After this, the baronet might be as wise as he pleased: he had quite undone his work. He might analyze Love and anatomize Woman. He might accord to her her due position, and paint her fair: he might be shrewd, jocose, gentle, pathetic, wonderfully wise: he spoke to deaf ears.
Closing his sermon with the question, softly uttered: “Have you anything to tell me, Richard?” and hoping for a confession, and a thorough re-establishment of confidence, the callous answer struck him cold: “I have not.”
The baronet relapsed in his chair, and made diagrams of his fingers.
Richard turned his back on further dialogue by going to the window. In the section of sky over the street twinkled two or three stars; shining faintly, feeling the moon. The moon was rising: the woods were lifting up to her: his star of the woods would be there. A bed of moss set about flowers in a basket under him breathed to his nostril of the woodland keenly, and filled him with delirious longing.
A succession of hard sighs brought his father’s hand on his shoulder.
“You have nothing you could say to me, my son? Tell me, Richard! Remember, there is no home for the soul where dwells a shadow of untruth!”
“Nothing at all, sir,” the young man replied, meeting him with the full orbs of his eyes.
The baronet withdrew his hand, and paced the room.
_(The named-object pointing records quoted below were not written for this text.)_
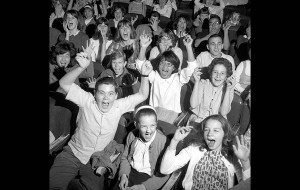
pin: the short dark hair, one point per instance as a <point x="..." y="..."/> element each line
<point x="215" y="16"/>
<point x="167" y="32"/>
<point x="62" y="48"/>
<point x="121" y="23"/>
<point x="171" y="57"/>
<point x="187" y="19"/>
<point x="97" y="34"/>
<point x="64" y="3"/>
<point x="155" y="14"/>
<point x="116" y="7"/>
<point x="214" y="36"/>
<point x="108" y="81"/>
<point x="77" y="15"/>
<point x="220" y="61"/>
<point x="143" y="112"/>
<point x="203" y="10"/>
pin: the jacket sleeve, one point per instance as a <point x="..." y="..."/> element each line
<point x="125" y="165"/>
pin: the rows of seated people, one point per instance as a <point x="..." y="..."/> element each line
<point x="145" y="88"/>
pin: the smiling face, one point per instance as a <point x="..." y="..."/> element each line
<point x="72" y="22"/>
<point x="165" y="69"/>
<point x="218" y="75"/>
<point x="88" y="13"/>
<point x="209" y="2"/>
<point x="63" y="60"/>
<point x="147" y="127"/>
<point x="215" y="46"/>
<point x="213" y="134"/>
<point x="118" y="65"/>
<point x="125" y="32"/>
<point x="214" y="24"/>
<point x="105" y="96"/>
<point x="118" y="14"/>
<point x="102" y="27"/>
<point x="181" y="25"/>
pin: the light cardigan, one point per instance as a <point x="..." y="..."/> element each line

At last it grew impossible for Richard to control his impatience, and he said: “Do you intend me to stay here, sir? Am I not to return to Raynham at all to-night?”
His father was again falsely jocular:
“What? and catch the train after giving it ten minutes’ start?”
“Cassandra will take me,” said the young man earnestly. “I needn’t ride her hard, sir. Or perhaps you would lend me your Winkelried? I should be down with him in little better than three hours.”
“Even then, you know, the park-gates would be locked.”
“Well, I could stable him in the village. Dowling knows the horse, and would treat him properly. May I have him, sir?”